Step-Level Visual Grounding Faithfulness Predicts Out-of-Distribution Generalization in Long-Horizon Vision-Language Models
Md Ashikur Rahman, Md Arifur Rahman, Niamul Hassan Samin, Abdullah Ibne Hanif Arean, Juena Ahmed Noshin
Unverified — Be the first to reproduce this paper.
ReproduceAbstract
We uncover a behavioral law of long-horizon vision-language models: models that maintain temporally grounded beliefs generalize better. Standard benchmarks measure only final-answer accuracy, which obscures how models use visual information; a model can guess correctly while its step-by-step reasoning is entirely unanchored to the visual input.
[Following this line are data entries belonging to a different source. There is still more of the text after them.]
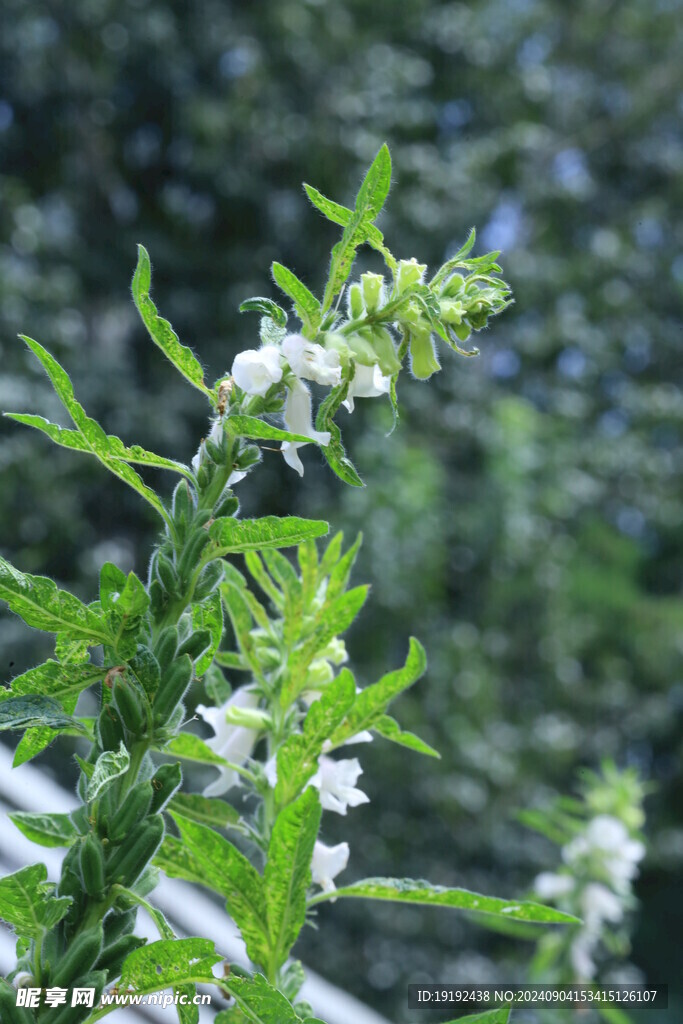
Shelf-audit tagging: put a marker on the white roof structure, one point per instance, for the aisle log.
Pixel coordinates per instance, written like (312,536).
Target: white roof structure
(189,910)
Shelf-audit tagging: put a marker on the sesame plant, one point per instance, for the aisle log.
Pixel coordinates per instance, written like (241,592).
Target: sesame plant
(225,619)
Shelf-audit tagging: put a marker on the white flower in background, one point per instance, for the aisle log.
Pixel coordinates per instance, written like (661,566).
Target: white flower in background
(369,382)
(550,886)
(328,862)
(308,359)
(257,370)
(336,782)
(235,742)
(298,419)
(606,840)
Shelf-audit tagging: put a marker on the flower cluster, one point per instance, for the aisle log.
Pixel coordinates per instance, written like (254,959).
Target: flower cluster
(600,862)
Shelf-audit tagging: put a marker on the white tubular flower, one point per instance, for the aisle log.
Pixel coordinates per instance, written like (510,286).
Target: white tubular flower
(369,382)
(336,782)
(328,862)
(298,419)
(235,742)
(256,370)
(308,359)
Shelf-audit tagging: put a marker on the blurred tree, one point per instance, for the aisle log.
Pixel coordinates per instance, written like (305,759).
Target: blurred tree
(535,544)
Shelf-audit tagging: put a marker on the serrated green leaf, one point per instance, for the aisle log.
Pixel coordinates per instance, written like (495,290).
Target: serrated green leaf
(499,1016)
(389,729)
(161,331)
(252,427)
(265,306)
(426,894)
(259,1001)
(90,430)
(27,902)
(216,813)
(190,748)
(376,184)
(40,603)
(232,536)
(46,829)
(109,766)
(169,963)
(307,306)
(297,758)
(76,441)
(334,620)
(371,704)
(32,711)
(226,870)
(209,615)
(288,876)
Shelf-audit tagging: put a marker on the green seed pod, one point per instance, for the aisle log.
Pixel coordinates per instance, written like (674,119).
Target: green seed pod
(164,783)
(112,956)
(196,644)
(166,646)
(386,351)
(423,357)
(208,581)
(130,706)
(135,807)
(361,347)
(173,685)
(75,1015)
(9,1012)
(119,923)
(129,860)
(191,552)
(92,866)
(79,957)
(167,574)
(182,504)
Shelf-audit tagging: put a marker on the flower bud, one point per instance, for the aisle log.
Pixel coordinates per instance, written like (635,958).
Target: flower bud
(372,285)
(423,357)
(410,272)
(355,306)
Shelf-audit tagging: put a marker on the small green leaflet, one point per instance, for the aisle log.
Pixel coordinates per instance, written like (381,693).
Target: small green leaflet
(222,867)
(297,758)
(169,963)
(287,876)
(259,1001)
(371,704)
(109,766)
(76,441)
(418,891)
(91,431)
(40,603)
(216,813)
(190,748)
(161,331)
(231,536)
(54,680)
(266,307)
(252,427)
(46,829)
(389,729)
(33,711)
(27,902)
(307,306)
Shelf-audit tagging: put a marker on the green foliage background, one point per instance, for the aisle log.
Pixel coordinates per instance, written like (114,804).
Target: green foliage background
(524,519)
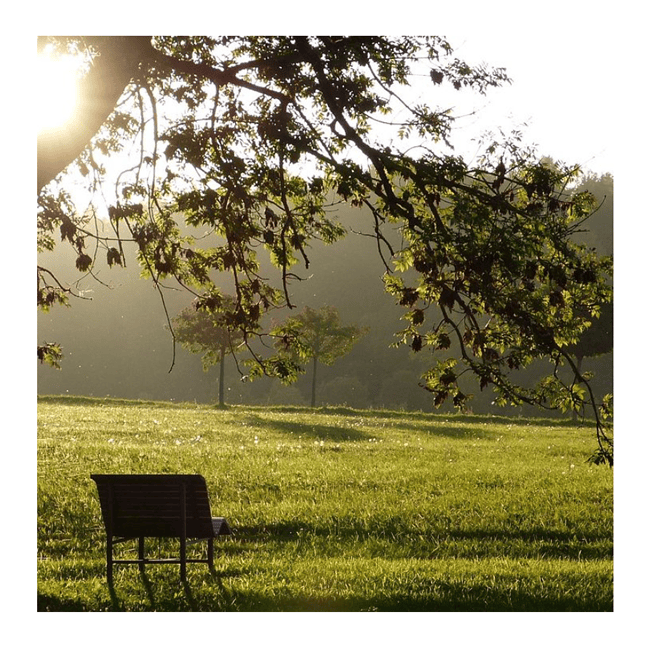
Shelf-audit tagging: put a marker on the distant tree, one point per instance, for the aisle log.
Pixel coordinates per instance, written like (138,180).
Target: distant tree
(250,137)
(316,335)
(209,334)
(596,340)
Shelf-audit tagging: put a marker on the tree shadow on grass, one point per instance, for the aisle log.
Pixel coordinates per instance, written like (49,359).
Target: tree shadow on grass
(315,431)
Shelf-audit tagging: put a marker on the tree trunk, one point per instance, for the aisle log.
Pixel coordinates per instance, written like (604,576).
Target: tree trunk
(313,382)
(222,366)
(579,367)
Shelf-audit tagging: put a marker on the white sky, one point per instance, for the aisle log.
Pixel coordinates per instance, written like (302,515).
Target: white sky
(578,80)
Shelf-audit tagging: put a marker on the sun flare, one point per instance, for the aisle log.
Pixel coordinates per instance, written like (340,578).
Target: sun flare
(58,79)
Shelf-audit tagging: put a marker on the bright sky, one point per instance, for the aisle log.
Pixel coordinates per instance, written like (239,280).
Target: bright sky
(578,81)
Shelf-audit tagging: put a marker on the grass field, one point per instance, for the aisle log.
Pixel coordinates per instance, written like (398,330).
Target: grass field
(333,509)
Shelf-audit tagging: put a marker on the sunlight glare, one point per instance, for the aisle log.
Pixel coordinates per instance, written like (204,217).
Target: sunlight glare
(58,78)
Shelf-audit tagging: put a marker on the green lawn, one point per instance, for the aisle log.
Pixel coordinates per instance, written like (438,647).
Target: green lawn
(333,509)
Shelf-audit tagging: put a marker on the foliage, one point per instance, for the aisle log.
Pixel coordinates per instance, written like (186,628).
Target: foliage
(501,514)
(315,335)
(251,137)
(209,333)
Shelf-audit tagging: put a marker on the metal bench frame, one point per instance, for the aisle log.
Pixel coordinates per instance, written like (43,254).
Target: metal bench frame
(135,506)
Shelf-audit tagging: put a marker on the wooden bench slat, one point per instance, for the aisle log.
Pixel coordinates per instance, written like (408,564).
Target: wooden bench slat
(152,505)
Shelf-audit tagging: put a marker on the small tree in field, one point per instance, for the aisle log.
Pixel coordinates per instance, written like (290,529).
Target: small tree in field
(207,333)
(252,138)
(597,340)
(317,335)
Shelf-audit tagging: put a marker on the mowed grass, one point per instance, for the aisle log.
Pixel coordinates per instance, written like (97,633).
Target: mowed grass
(333,509)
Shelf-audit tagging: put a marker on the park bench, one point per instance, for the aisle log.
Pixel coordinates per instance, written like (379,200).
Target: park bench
(135,506)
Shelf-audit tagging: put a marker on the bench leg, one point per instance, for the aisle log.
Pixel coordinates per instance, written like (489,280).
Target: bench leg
(183,558)
(109,558)
(211,553)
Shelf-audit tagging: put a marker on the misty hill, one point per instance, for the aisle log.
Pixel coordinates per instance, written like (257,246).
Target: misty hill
(116,342)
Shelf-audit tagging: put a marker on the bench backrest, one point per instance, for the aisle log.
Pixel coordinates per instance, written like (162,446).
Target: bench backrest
(154,505)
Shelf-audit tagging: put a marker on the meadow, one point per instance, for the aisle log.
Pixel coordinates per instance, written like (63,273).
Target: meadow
(333,509)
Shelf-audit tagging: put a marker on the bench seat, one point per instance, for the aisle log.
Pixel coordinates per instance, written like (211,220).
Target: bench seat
(136,506)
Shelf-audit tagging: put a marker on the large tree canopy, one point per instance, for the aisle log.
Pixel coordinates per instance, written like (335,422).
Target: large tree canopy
(254,138)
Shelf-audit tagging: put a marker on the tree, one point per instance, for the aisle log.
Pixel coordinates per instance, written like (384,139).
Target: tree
(209,334)
(253,137)
(596,340)
(316,335)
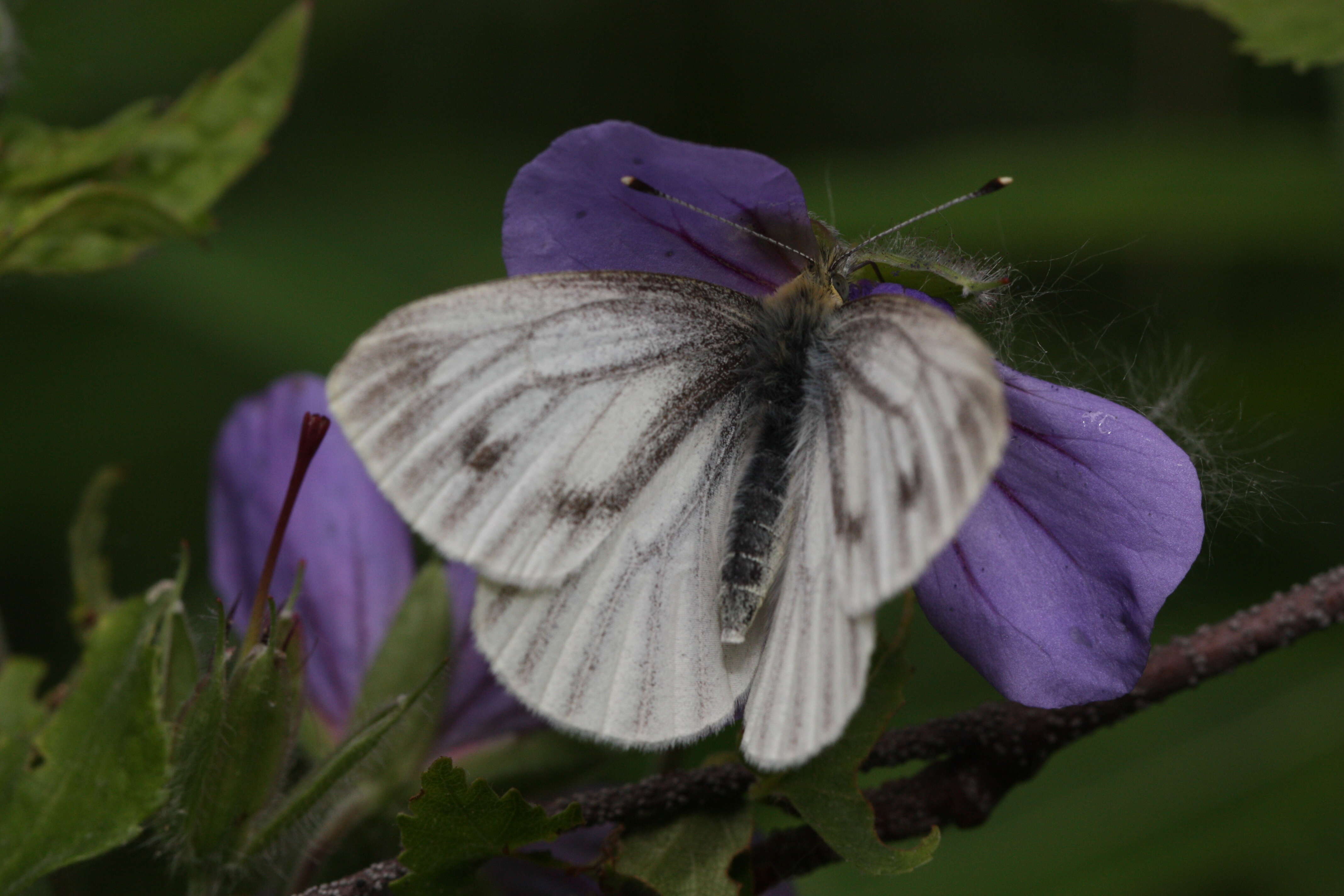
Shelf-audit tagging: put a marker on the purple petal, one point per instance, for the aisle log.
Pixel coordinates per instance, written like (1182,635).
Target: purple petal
(568,210)
(358,551)
(479,707)
(1051,586)
(862,288)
We formalize this as behavioral faithfulness over long horizons, an empirically measurable property that quantifies whether a model's intermediate reasoning remains consistent with the evolving visual state. Across eight models on three long-horizon benchmarks, we demonstrate that temporal grounding quality is a leading indicator of robustness: the Step Grounding Rate (SGR) predicts out-of-distribution retention with r = 0.83 (permutation test p = 0.003), a relationship that holds within capacity-matched models and cannot be explained by scale or in-distribution accuracy. Critically, grounding quality varies by up to 10.8 percentage points within parameter-matched 7B models despite similar accuracy, revealing it as an independent axis of model capability. Multiple robustness checks confirm the signal reflects genuine visual reliance: counterfactual traces drop SGR by 26--41 percentage points, cross-architecture verifiers agree at ρ= 0.96, random reasoning scores near chance ( 18\%), and the predictor remains strong even without explicit reasoning disclosure (r = 0.78).